First Chapter, First Paragraph: Time's Echo

First chapterEvery Tuesday Diane at Bibliophile by the Sea hosts First Chapter First Paragraph Tuesday Intros, where you can share the first paragraph, or a few, of a book you are reading or thinking about reading soon.

My choice this week is Time’s Echo by Pamela Hartshorne, historical timeslip fiction.

It begins:

I feel no fear, not yet. I am just astounded to find myself in the air, looking down the murky rush of the river. It is as if time itself has paused, and I am somehow suspended between the sky and the wate, between the past and the present, between then and now. Between disbelief and horror.

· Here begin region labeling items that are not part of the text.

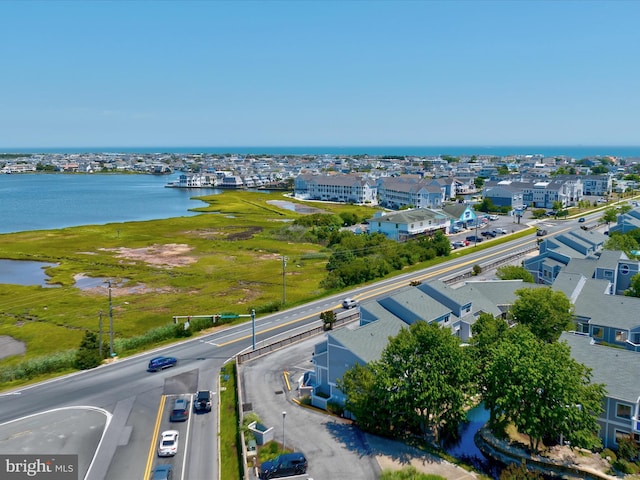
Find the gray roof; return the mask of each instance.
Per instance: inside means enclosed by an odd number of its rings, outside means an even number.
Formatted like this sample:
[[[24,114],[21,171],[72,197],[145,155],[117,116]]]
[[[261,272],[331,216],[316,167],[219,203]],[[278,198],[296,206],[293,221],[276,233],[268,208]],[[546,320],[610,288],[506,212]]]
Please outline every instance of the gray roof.
[[[429,208],[414,208],[412,210],[402,210],[389,215],[374,217],[369,219],[369,222],[409,224],[431,219],[449,219],[449,216],[445,215],[443,212],[438,212]]]
[[[567,273],[579,273],[586,278],[592,278],[596,271],[597,262],[594,258],[572,258],[564,268]],[[615,267],[614,267],[615,268]]]
[[[407,324],[398,317],[387,312],[384,318],[356,329],[341,328],[328,336],[348,349],[363,362],[369,363],[380,359],[387,347],[389,338],[398,335]]]
[[[464,292],[474,302],[478,298],[484,298],[493,305],[511,305],[516,299],[516,290],[543,286],[525,283],[522,280],[468,281],[464,282],[458,290]]]
[[[464,203],[449,203],[443,205],[442,210],[454,218],[460,218],[467,208],[468,205]]]
[[[620,348],[591,343],[591,338],[563,333],[560,341],[571,347],[571,357],[592,370],[591,383],[602,383],[609,397],[635,403],[640,397],[640,384],[634,381],[640,370],[640,354]]]
[[[630,330],[640,326],[640,298],[607,295],[607,280],[587,279],[575,301],[575,314],[591,325]]]
[[[560,272],[553,281],[553,289],[564,293],[575,304],[586,281],[587,277],[580,273]]]
[[[431,322],[446,314],[453,315],[450,308],[417,288],[401,290],[378,302],[409,324],[418,320]]]
[[[618,268],[618,260],[629,260],[629,257],[620,250],[602,250],[598,259],[597,268],[615,270]]]

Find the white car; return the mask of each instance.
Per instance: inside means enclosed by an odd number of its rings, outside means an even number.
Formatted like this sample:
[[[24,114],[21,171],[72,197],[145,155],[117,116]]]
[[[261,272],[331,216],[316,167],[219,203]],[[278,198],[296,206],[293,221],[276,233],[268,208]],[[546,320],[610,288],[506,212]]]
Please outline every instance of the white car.
[[[177,430],[167,430],[162,432],[160,445],[158,446],[159,457],[172,457],[178,453],[178,436]]]
[[[356,308],[358,306],[358,302],[356,302],[353,298],[345,298],[342,301],[342,308],[349,310],[350,308]]]

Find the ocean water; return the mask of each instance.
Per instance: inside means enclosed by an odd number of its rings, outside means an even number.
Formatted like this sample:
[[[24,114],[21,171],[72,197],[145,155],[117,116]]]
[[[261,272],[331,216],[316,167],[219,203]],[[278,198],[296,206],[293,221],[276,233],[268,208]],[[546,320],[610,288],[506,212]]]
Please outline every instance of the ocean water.
[[[0,233],[196,215],[192,197],[218,190],[165,188],[167,176],[0,175]]]
[[[617,158],[640,158],[640,146],[615,145],[427,145],[427,146],[221,146],[221,147],[56,147],[9,148],[0,153],[235,153],[242,155],[565,155],[575,159],[610,155]]]

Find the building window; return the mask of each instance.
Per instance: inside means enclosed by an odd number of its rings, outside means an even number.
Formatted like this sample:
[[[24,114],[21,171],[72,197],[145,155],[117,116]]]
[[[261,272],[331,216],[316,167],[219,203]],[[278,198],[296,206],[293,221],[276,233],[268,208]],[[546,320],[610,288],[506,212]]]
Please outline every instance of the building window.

It is All Hallows’ Eve, and I am going to die.

Time’s Echo mixes time as Grace Trewe is drawn into Hawise Aske’s life, four and a half centuries earlier in York, 1577. I saw this book in the library and although I hadn’t heard of Pamela Hartshorne I thought the title was interesting, and from the description on the back cover and the opening paragraphs, I thought it was worth borrowing.  From what I’ve read so far I’m hoping it will be an enjoyable book.